My favorite CX experience is converting the most difficult customer into your biggest billboard. Some people choose to be difficult, some have terrible things happening in their life and they wear it on their sleeve. I love to chip away at these people. Maybe it is a challenge for me and that is why it is my favorite, but honestly, if I can change one person’s life with a smile, a laugh, or a redirect on their outlook, that’s a win.
Q: What is your least favorite customer experience memory?
When the above doesn’t work.
Q: What is your most favorite professional memory?
Receiving Store of the Year by our industry association. We did this as a team, crushed our customer experience scores and reviews and were recognized.
Q: What is your least favorite professional memory?
I think those days in early Covid. I was all alone in the business, trying to understand how to stay afloat and keep people employed. Our business is brick-and-mortar and needs CX to survive. I pivoted to online quickly and we started delivering to homes. I did video chats and talked endlessly on the phone. It was hard and lonely.
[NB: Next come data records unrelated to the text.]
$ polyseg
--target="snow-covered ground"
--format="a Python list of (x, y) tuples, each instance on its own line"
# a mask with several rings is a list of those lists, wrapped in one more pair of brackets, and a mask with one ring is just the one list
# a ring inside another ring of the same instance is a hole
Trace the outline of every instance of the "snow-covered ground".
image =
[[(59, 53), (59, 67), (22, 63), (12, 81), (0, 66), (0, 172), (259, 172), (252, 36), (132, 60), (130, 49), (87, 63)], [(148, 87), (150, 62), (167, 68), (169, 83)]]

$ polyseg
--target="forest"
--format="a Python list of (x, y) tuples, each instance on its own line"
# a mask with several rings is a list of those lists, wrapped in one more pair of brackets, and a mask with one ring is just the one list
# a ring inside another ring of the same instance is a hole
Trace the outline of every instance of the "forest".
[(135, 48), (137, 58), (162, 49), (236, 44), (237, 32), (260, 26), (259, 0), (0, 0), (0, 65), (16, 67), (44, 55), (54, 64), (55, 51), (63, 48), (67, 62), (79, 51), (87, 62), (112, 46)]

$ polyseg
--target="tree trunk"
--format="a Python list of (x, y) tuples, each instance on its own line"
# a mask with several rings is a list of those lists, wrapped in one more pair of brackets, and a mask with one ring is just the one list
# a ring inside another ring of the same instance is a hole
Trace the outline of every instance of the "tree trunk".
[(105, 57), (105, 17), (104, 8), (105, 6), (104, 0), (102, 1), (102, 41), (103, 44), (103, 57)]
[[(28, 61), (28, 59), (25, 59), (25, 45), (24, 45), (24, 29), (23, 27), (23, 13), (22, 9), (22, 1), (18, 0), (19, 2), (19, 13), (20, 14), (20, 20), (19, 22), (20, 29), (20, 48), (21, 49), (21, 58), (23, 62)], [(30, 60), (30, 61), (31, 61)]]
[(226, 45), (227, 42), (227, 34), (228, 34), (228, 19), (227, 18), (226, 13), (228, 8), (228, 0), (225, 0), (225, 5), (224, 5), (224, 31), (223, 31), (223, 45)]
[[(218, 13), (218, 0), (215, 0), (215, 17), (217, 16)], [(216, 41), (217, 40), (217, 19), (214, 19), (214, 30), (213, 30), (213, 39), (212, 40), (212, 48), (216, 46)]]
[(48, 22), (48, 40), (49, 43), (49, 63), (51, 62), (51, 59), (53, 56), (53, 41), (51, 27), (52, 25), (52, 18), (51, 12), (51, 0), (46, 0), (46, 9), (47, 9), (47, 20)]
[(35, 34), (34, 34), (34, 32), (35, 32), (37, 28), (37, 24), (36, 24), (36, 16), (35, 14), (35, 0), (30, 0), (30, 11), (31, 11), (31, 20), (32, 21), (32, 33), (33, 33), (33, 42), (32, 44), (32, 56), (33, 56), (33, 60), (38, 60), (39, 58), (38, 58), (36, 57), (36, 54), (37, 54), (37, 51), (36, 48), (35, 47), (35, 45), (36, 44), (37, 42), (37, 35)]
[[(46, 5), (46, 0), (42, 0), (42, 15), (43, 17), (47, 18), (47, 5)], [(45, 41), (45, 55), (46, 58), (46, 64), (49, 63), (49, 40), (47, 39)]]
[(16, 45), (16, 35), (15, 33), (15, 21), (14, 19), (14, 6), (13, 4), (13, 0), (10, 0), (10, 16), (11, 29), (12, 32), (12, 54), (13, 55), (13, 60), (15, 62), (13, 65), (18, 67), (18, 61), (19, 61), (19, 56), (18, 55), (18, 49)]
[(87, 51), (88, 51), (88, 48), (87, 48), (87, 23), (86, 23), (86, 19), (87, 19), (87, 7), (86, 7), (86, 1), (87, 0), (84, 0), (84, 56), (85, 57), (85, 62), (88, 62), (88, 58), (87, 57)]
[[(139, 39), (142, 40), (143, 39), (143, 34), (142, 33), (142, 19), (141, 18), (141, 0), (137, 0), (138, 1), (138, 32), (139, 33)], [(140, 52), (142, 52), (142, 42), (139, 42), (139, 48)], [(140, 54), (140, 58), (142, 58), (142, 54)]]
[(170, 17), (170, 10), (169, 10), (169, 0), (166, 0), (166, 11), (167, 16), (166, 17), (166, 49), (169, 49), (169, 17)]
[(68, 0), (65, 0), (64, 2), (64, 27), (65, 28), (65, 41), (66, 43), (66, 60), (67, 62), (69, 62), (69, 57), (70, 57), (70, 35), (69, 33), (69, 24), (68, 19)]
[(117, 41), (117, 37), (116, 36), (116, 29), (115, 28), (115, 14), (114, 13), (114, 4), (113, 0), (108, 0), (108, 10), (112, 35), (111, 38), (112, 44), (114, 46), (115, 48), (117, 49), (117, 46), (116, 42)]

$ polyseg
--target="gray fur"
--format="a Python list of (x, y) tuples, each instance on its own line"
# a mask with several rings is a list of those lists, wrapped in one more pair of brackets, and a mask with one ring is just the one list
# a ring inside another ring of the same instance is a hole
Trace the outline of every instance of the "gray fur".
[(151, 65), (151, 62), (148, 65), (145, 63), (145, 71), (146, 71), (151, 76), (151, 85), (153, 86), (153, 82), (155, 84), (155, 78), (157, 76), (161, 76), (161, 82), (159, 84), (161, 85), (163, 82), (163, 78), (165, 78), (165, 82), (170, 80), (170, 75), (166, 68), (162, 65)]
Q: What is the best job you’ve ever had?
The current job I have. I love teaching our team to connect with our customers in a real way.
Q: What is the worst job you ever had?
Haven’t had it yet. I have loved all that I have done. Maybe I have been fortunate about what I have been able to do but perhaps it is because I choose to find ways to enjoy crappy things.
Q: What are the most overused business words or phrases?
Bandwidth — We aren’t computers.
Q: What profession other than your own would you like to attempt?
I always wanted to be a doctor, probably a little late now, but always a dream
Q: What do you consider your greatest achievement?
Our three children. Teaching them to be compassionate, loving people.
Q: What book changed your life?
“Together is Better” by Simon Sinek
Q: What is your motto?
“Trust your crazy ideas.” If you don’t try, you will never grow.